We identify the antioncogenic breast cancer factor INT6/EIF3E as an essential regulator of DNA damage signaling and repair in human cells

We identify the antioncogenic breast cancer factor INT6/EIF3E as an essential regulator of DNA damage signaling and repair in human cells (Morris et al. Cancer Res., 2016). Specifically, INT6 promotes repair of DNA double-strand breaks (DSBs) by homologous recombination (HR) and, to a lesser extent, by nonhomologous end-joining. Mechanistic insights into how INT6 facilitates HR-mediated repair have been obtained. INT6 is crucial for the accrual of the ubiquitin ligase RNF8 at DSBs and the formation of Lys63-linked polyubiquitin chains needed for the ensuing retention of repair proteins at DNA lesions. Accordingly, accumulation of the HR repair factors BRCA1, BRCA2, and RAD51 is impaired upon INT6 downregulation. This effect of INT6 on RNF8 localization at DSBs is likely due to its involvement on ATM signaling we reported previously (Morris et al., Cancer Res., 2012).

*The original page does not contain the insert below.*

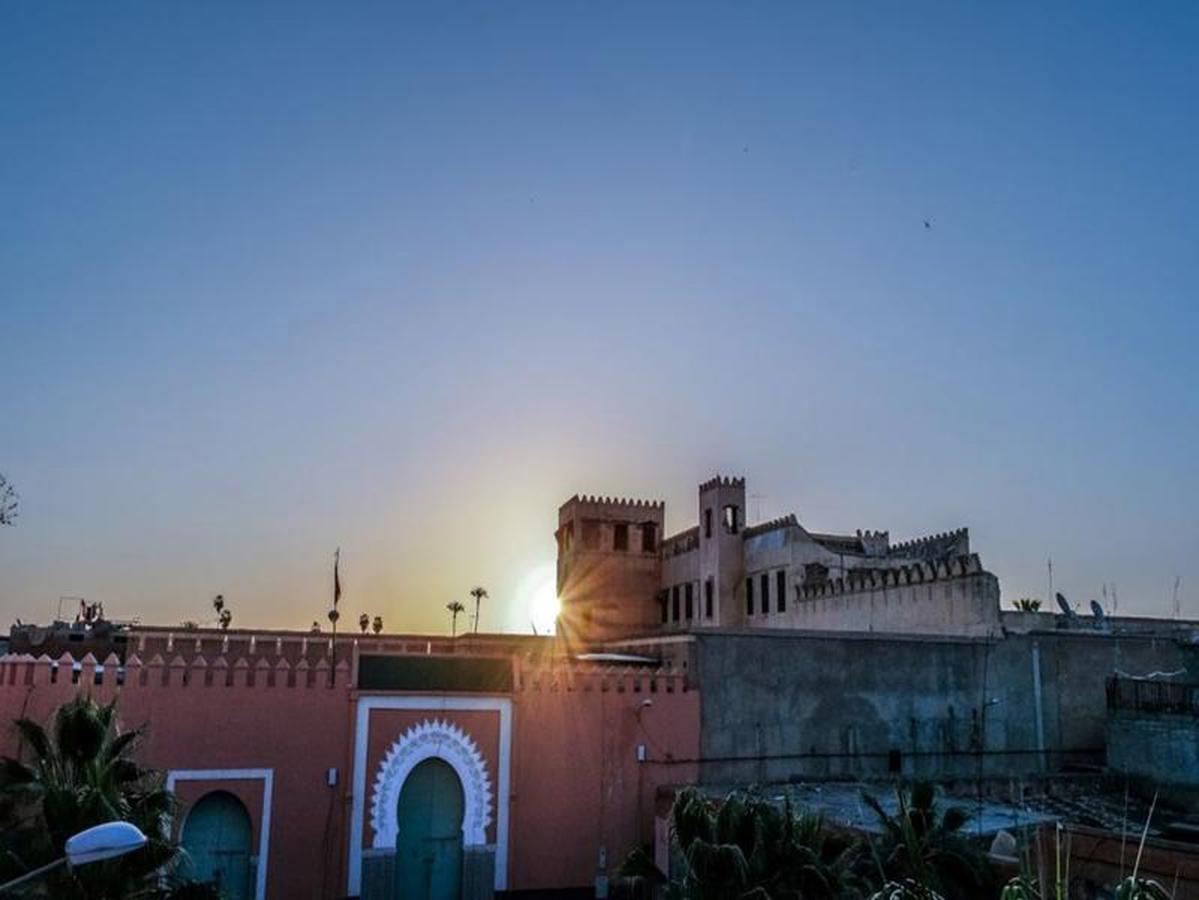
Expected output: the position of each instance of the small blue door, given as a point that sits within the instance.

We now study whether this new activity of INT6 in HR-mediated DSB repair could be utilized to treat cancers deficient for INT6, similar to cancers with BRCA1 or BRCA2 defects. The role of BRCA1 and BRCA2 in HR-mediated repair has been exploited to develop a therapeutic option based on the synthetic lethality of BRCA-deficient cells treated with inhibitors of poly(ADP-ribose) polymerase (PARP). The repertoire of tumors that can be treated with PARP inhibitors expands now to other HR-deficient cancers.